Multi-physic simulation in the laser sources

As lasers become more and more powerful and energetic, thermo-optical effects and mechanical constraints can no longer be neglected, and numerous thermal, mechanical and hydraulic specialists must be called in. However, multiphysics simulation codes enable the laser engineer to design a laser system without having to call on an external specialist, at least in the dimensioning phase. These codes avoid the tedious task of transferring data files from one specialized software package to another, since the same interface and input data feed several physics calculations at once. The laser engineer thus becomes capable of choosing the materials that will hold the optics, and translating optical specifications into mechanical and cooling specifications that can be understood by a mechanical design office with no optical skills. The classic example is the thermal lens. Non-uniform temperature rise in laser components leads to undesirable beam convergence effects. The laserist sees thermal lensing effects, but has difficulty translating this into mechanical deformations, and doesn't know how to design the cooling to limit them. Conversely, the thermomechanic is unable to grasp the notion of optical lens or optical wave surface deformation, as the mechanical precision required for lasers is at the very limit of his field. However, fine-tuning the cooling geometry and optical retention can often limit the problem.

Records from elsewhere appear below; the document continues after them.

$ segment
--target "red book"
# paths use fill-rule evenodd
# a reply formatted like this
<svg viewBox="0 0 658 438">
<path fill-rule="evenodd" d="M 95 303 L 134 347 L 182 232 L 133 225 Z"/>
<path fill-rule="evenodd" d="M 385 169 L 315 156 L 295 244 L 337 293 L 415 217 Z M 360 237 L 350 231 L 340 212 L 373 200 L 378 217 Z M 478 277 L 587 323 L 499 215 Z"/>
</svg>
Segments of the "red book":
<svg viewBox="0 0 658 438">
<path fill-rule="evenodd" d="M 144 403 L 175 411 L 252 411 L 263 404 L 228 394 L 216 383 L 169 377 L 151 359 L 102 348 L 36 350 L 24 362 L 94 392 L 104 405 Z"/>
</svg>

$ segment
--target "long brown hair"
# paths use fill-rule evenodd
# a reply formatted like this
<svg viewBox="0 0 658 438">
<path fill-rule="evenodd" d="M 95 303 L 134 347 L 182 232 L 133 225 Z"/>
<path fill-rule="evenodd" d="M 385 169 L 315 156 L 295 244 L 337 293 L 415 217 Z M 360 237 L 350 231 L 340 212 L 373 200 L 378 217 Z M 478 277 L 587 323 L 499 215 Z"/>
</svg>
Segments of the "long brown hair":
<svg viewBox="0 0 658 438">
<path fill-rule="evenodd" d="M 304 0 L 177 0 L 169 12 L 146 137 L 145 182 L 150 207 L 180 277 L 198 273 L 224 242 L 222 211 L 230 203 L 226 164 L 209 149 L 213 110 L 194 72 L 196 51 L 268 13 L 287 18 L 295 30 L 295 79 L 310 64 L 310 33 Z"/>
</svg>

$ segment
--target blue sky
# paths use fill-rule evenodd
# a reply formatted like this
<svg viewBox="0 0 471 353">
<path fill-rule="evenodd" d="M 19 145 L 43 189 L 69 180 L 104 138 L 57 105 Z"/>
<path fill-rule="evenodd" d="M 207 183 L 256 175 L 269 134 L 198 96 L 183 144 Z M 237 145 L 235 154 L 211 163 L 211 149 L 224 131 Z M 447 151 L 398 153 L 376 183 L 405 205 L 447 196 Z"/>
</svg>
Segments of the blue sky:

The aim of this article is to explain what a multiphysics code is, and to present its advantages for the design of laser systems. The basics presented will save the beginner time in understanding and using these tools. The thermal, mechanical and fluid mechanics calculation modules are described, along with their main parameters. Two examples of laser component optimization illustrate the benefits of these codes for the laserist.

At the end of the article, readers will find a glossary and a table of symbols used.